Se in campo tecnico o economico i progressi di oggi possono sommarsi a
quelli del passato, “nell'ambito della formazione e della crescita morale
delle persone non esiste una simile possibilità di accumulazione, perché
la libertà dell'uomo è sempre nuova e quindi ciascuna persona e ciascuna
generazione deve prendere di nuovo, e in proprio, le sue decisioni”.



“Anche i più grandi valori del passato non possono semplicemente essere
ereditati, vanno fatti nostri e rinnovati attraverso una, spesso sofferta,
scelta personale”.



Chi crede in Cristo, ha aggiunto, ha “un ulteriore e più forte motivo per
non avere paura: sa infatti che Dio non ci abbandona, che il suo amore ci
raggiunge là dove siamo e così come siamo, con le nostre miserie e
debolezze, per offrirci una nuova possibilità di bene”.



L'“anima dell'educazione, come dell'intera vita”, quindi, per il Papa “può
essere solo una speranza affidabile”.



Al giorno d'oggi, constata il Vescovo di Roma, “la nostra speranza è
insidiata da molte parti”, ed è proprio qui che nasce “la difficoltà forse
più profonda per una vera opera educativa: alla radice della crisi
dell'educazione c'è infatti una crisi di fiducia nella vita".

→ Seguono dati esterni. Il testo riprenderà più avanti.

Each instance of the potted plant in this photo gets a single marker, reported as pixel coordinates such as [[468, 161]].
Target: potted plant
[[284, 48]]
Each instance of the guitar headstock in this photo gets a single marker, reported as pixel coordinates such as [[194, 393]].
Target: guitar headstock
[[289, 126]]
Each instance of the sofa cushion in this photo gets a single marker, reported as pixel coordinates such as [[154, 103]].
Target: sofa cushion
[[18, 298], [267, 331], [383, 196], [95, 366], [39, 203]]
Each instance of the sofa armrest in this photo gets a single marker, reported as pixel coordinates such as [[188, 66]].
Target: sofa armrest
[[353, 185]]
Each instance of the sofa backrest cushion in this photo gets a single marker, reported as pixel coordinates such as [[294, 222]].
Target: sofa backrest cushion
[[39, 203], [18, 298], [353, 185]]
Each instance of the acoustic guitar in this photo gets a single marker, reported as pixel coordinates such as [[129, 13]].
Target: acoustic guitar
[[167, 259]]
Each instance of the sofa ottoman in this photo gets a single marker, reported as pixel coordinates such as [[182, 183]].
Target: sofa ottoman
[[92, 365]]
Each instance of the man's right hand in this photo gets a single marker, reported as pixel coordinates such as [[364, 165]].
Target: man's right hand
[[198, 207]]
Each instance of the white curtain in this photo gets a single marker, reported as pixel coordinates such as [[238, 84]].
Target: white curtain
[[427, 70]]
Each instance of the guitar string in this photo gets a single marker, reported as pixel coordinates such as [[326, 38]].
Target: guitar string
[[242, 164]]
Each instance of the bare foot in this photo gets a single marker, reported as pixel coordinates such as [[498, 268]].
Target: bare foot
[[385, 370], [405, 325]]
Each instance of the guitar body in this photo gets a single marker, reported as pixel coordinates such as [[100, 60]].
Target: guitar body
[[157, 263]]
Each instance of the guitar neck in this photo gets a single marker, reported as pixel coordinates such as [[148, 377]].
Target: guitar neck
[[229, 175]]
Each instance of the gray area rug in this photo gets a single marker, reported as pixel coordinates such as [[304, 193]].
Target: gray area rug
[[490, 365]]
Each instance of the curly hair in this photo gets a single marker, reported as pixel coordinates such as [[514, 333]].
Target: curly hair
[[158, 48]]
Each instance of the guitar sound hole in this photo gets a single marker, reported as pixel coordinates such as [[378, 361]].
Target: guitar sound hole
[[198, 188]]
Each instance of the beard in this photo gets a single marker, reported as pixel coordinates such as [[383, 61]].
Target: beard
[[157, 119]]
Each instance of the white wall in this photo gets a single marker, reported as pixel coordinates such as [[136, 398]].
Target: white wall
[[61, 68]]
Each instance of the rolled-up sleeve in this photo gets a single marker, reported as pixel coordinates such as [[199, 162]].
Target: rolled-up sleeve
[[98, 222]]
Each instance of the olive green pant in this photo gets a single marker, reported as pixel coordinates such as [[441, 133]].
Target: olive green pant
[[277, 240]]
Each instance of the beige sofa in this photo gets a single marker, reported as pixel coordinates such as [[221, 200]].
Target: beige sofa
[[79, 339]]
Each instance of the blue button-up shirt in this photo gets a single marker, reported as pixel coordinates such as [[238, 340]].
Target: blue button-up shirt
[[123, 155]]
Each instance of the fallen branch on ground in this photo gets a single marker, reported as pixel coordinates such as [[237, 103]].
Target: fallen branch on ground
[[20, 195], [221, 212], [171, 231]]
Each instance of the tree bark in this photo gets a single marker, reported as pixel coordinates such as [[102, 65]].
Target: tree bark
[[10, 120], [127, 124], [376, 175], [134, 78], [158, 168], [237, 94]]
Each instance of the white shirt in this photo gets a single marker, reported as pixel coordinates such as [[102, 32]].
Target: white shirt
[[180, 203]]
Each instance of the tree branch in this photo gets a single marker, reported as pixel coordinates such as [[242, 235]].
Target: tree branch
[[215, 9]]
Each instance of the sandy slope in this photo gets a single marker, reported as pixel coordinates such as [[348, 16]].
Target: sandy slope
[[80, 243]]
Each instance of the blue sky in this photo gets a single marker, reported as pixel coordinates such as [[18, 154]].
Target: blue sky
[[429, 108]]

Di fronte a questo, il Papa ha invitato a “porre in Dio la nostra
speranza”.



“Solo Lui è la speranza che resiste a tutte le delusioni; solo il suo
amore non può essere distrutto dalla morte; solo la sua giustizia e la sua
misericordia possono risanare le ingiustizie e ricompensare le sofferenze
subite”.



“La speranza che si rivolge a Dio non è mai speranza solo per me, è sempre
anche speranza per gli altri: non ci isola, ma ci rende solidali nel bene,
ci stimola ad educarci reciprocamente alla verità e all'amore”.



Una vera educazione, ha proseguito il Papa, ha bisogno anzitutto “di
quella vicinanza e di quella fiducia che nascono dall'amore”.



Ogni vero educatore, ha infatti spiegato, “sa che per educare deve donare
qualcosa di se stesso e che soltanto così può aiutare i suoi allievi a
superare gli egoismi e a diventare a loro volta capaci di autentico
amore”.



Il punto “forse più delicato” dell'opera educativa, secondo Benedetto XVI,
è “trovare un giusto equilibrio tra la libertà e la disciplina”.



“Senza regole di comportamento e di vita, fatte valere giorno per giorno
anche nelle piccole cose, non si forma il carattere e non si viene
preparati ad affrontare le prove che non mancheranno in futuro”.



Il rapporto educativo, tuttavia, è “anzitutto l'incontro di due libertà e
l'educazione ben riuscita è formazione al retto uso della libertà”.



“L'educatore è quindi un testimone della verità e del bene – ha concluso
–: certo, anch'egli è fragile e può mancare, ma cercherà sempre di nuovo
di mettersi in sintonia con la sua missione”.